HUW TURBERVILL recalls the American star's visit to Lord's and her attempt to learn about KP's "chest match" troubles
Taylor Swift is in town for a set (that's five, non-Hundred fans) of sell-out gigs at Wembley (the first is on Thursday). Tickets are costing about £250 a time (my wife and two daughters are going... I know, tell me about it).
We have been desperately looking for a cricket angle here at The Cricketer – other than the fact that her name sounds like she could be a West Indies quick.
Finally we did recall the excruciating time, 10 years ago, that she appeared with Kevin Pietersen and Somerset CCC fanatic John Cleese on the Graham Norton Show on BBC1 nearly a decade ago.
KP and Cleese (comedy messiah that he is) come across as a tad patronising to be fair, but Swift tries to be a good sport.
Norton quizzes the former England star about his book, KP: The Autobiography, which rakes the muck from the grisly Ashes tour of 2013/14 (a 5-0 defeat, a duffing up by Mitchell Johnson). "I think it's common in all walks of life for people to paper over the cracks when things are going well," says KP, "and when things start to go wrong people look for excuses, and people blame each other.
"One thing I am proud about is that Andy Flower (the coach on the tour) knows all the stuff in the book before I wrote it. When we were doing well, I was still complaining about the stuff that I knew wasn't right in the system."
Kevin Pietersen celebrates his first Test century as Ashley Giles applauds (Alessandro Abbonizio/AFP via Getty Images)
Norton asks KP if he has any regrets. "Yeah clearly we all makes mistakes, none of us are perfect, I certainly made them." KP cites his involvement in the 'Textgate' saga, when he is alleged to have said a few naughty things to the South Africans about his England skipper Andrew Strauss, who was about to play his 100th and final Test. He swats aside Swift's request to find out more about the incident, at which point she says to the glee of the audience: "No, I love learning, you do your chest match..."

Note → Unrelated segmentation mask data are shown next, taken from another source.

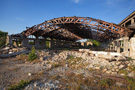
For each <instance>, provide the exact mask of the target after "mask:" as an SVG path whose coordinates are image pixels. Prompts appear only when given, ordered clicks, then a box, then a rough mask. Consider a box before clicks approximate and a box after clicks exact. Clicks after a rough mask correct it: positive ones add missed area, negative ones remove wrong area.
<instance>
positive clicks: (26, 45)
mask: <svg viewBox="0 0 135 90" xmlns="http://www.w3.org/2000/svg"><path fill="white" fill-rule="evenodd" d="M22 45H23V46H24V47H27V46H28V39H27V38H23V39H22Z"/></svg>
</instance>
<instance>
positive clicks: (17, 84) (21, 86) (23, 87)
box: [8, 80, 30, 90]
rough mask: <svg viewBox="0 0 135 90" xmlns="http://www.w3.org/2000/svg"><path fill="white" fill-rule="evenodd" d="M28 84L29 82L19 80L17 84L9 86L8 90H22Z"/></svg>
mask: <svg viewBox="0 0 135 90" xmlns="http://www.w3.org/2000/svg"><path fill="white" fill-rule="evenodd" d="M29 83H30V81H24V80H21V81H20V82H19V83H18V84H16V85H11V86H10V87H9V88H8V90H20V89H23V88H24V87H25V86H27V85H28V84H29Z"/></svg>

Norton then points out perceptively to KP: "How do I put this nicely, from reading the book, that just maybe team sports aren't for you... maybe you'd be a great tennis player."
Swift, who had been to Lord's that morning apparently, doesn't look as if she is warming to KP, who then goes on to end any hope of a reconciliation by admitting that he is not a 'cat person'.
The clip is worth rewatching for the earnest way Swift tries to relate to the problems of the England Test team by looking serious and nodding gravely.
Alas when it comes to the fall-out with Flower and co, KP never did shake it off.